In the case at bar there is nothing in the declaration from which it can be inferred that the decedent was, or that the named defendants are, an "electric company" as defined in G. L. c. 164, Section 1 or Section 2, that any of them was or is required to make a return to the department (G. L. c. 164, Section 83), or that the prices charged to and paid by the plaintiff were in any way subject to the supervision or approval of the department (G. L. c. 164, Sections 92-94B, each as from time to time amended). Quite to the contrary, it is expressly alleged, perhaps by way of anticipatory replication, that "[t]he Defendant was not an authorized power company, regulated by the Department of Public Utilities." Accordingly, there is nothing in the record now before us which would permit us to determine that the Superior Court is without jurisdiction to entertain this plaintiff's claim. [Note 3]
Order allowing defendants' motion to dismiss reversed.
[Note 1] Of all the various pleadings only the declaration, a motion to amend the declaration and the motion to dismiss are reproduced in the record transmitted to this court.

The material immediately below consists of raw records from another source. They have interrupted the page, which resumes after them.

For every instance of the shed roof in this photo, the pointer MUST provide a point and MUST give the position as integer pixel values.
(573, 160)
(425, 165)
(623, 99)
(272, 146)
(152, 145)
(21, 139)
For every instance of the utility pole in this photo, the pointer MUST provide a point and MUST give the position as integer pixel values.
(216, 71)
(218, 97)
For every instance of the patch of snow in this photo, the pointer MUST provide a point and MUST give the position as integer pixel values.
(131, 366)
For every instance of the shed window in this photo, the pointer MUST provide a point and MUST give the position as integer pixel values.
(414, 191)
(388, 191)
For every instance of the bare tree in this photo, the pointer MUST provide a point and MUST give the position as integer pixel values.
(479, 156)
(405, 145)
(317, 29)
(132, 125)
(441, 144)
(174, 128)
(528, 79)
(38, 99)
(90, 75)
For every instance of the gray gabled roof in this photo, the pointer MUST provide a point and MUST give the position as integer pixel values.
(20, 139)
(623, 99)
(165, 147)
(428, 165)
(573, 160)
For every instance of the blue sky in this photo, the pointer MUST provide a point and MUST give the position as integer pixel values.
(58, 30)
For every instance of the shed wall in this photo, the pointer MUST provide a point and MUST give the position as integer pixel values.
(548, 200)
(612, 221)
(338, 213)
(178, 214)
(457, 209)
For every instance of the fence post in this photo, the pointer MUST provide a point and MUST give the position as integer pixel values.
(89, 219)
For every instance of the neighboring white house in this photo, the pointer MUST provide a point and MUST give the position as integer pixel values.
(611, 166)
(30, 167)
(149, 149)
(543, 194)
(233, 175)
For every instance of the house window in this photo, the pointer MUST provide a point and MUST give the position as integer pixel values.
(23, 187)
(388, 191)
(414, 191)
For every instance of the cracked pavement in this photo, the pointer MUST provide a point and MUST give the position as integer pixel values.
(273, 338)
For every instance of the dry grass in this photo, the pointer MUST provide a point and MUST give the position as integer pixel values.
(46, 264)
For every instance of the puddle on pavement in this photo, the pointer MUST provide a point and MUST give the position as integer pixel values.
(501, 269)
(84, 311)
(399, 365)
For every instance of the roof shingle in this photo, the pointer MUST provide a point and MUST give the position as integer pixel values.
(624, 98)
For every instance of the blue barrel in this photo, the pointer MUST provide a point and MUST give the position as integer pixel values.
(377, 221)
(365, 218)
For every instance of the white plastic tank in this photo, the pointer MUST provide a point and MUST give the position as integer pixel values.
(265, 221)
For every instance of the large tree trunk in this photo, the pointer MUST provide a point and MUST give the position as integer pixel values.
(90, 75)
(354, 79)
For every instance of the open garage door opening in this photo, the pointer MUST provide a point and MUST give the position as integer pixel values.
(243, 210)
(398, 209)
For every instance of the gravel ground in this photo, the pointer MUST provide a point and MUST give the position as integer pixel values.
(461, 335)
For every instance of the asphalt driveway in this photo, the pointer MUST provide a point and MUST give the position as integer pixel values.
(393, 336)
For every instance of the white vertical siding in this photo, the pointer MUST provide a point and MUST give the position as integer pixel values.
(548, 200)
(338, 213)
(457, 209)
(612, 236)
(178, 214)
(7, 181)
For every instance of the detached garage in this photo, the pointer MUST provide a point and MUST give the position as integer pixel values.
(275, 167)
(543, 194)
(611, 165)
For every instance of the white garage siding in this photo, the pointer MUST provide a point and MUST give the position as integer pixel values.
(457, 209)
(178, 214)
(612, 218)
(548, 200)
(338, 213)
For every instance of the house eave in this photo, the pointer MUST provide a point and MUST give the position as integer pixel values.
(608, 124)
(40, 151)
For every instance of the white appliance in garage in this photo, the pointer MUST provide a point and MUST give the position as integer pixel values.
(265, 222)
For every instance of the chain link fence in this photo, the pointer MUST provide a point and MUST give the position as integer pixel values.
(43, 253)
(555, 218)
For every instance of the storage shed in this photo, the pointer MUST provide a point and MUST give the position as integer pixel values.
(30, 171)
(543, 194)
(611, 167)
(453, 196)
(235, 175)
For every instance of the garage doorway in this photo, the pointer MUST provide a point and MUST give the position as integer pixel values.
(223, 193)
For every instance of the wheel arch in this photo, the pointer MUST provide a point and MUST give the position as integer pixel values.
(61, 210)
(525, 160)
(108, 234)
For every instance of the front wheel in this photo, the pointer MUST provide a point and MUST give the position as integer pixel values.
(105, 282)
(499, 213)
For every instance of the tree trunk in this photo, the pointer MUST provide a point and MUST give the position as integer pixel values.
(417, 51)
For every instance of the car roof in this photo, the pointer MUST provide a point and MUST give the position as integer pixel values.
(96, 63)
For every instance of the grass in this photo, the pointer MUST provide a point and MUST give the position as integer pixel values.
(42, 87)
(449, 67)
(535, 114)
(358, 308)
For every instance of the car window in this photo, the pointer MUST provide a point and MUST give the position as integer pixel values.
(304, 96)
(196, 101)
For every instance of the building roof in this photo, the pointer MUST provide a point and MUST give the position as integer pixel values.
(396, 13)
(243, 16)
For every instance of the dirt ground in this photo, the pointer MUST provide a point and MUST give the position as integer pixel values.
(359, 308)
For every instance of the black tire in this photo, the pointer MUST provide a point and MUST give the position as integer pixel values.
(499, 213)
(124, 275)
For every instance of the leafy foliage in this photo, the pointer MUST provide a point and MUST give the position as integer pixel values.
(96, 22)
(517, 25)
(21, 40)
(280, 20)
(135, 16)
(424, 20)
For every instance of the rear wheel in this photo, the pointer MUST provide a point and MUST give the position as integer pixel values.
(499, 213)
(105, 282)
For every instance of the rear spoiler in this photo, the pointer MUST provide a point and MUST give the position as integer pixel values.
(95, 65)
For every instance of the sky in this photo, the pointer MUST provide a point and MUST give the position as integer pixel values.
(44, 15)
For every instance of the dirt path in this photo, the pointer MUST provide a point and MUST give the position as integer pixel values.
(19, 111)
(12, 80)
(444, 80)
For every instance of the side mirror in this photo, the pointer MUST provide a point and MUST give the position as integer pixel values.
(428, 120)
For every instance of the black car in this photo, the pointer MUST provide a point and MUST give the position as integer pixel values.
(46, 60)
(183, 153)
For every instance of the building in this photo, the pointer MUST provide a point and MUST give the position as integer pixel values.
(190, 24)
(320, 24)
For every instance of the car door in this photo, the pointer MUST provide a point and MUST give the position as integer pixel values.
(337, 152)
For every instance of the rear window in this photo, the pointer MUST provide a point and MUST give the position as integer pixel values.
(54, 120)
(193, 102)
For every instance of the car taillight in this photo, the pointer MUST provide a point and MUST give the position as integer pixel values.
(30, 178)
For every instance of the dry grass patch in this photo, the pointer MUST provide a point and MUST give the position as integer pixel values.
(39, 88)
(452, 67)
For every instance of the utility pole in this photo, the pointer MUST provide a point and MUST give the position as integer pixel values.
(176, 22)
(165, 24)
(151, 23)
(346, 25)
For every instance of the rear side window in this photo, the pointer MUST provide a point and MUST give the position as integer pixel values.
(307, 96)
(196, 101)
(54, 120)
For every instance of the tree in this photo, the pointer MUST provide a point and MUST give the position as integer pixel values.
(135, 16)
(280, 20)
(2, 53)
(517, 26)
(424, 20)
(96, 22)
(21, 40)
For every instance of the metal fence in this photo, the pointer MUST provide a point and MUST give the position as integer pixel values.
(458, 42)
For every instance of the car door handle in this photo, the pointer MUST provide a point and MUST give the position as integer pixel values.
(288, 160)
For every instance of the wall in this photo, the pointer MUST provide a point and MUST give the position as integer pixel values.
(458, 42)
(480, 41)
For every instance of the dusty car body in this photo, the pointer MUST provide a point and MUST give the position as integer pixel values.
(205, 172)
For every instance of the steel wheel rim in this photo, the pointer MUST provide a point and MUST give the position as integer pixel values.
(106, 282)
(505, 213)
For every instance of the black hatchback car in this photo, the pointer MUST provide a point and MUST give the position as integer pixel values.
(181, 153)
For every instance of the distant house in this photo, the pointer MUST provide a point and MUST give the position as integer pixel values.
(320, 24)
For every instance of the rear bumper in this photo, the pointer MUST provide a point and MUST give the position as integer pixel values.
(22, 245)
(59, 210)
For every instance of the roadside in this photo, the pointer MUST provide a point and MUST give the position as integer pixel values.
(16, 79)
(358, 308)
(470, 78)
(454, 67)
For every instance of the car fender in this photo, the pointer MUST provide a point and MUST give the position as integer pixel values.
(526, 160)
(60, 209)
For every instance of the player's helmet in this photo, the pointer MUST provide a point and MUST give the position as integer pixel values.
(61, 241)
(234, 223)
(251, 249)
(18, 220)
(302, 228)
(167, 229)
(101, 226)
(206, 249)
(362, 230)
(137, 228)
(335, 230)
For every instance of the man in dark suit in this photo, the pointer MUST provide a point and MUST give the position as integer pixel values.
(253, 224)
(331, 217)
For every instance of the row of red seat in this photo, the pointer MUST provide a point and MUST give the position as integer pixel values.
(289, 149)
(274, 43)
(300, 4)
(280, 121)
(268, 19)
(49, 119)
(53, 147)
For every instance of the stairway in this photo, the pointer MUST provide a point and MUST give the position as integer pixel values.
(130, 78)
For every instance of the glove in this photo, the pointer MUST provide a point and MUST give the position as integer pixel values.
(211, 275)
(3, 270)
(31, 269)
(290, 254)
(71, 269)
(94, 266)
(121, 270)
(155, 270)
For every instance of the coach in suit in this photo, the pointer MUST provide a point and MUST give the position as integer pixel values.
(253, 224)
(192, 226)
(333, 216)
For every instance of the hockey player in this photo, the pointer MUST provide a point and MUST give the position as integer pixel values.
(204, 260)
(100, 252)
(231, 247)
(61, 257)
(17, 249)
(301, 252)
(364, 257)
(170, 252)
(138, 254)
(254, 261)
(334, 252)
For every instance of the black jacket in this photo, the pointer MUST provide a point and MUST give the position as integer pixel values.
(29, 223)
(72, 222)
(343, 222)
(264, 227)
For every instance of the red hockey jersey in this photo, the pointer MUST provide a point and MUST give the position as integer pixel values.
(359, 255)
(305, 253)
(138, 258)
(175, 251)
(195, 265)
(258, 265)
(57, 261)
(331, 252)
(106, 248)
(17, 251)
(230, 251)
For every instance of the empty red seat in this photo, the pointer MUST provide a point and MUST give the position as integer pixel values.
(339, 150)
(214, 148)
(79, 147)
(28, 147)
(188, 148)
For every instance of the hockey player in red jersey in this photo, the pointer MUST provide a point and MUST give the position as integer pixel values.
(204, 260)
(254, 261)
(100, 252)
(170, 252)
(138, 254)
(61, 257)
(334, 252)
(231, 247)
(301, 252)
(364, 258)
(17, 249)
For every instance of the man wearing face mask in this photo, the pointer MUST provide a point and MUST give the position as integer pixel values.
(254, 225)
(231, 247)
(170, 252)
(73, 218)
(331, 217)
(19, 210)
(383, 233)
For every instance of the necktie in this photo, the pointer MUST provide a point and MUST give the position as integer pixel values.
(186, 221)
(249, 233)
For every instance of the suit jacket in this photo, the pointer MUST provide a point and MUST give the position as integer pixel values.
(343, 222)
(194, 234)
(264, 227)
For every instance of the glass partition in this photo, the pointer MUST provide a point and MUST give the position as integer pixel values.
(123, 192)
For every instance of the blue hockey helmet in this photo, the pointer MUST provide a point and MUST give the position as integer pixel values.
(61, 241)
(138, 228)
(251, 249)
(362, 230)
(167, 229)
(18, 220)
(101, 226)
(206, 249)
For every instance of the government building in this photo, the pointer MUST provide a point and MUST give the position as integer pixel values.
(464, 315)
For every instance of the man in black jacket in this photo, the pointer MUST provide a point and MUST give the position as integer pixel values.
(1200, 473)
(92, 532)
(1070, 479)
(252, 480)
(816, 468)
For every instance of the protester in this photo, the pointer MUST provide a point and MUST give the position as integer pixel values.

See Gately v. U-Haul Co. 350 Mass. 483 , 484 (1966).
[Note 2] These two grounds ultimately evoked amendments of the writ and declaration to describe the plaintiff as "Scottie Industries, Inc. a Massachusetts corporation doing business in Andover, Essex County, Massachusetts." No other amendment of the writ or declaration has been offered. See, in this connection, Henshaw v. Brown, 299 Mass. 136 , 137 (1937); Maltzman v. Hertz, 336 Mass. 704 , 708-709 (1958); S. C. 340 Mass. 626 (1960).
[Note 3] If the defendants' contention has merit, they may wish to consider the advisability of moving for an evidentiary hearing on their answer in abatement. They may also wish to move for further hearing on their demurrer.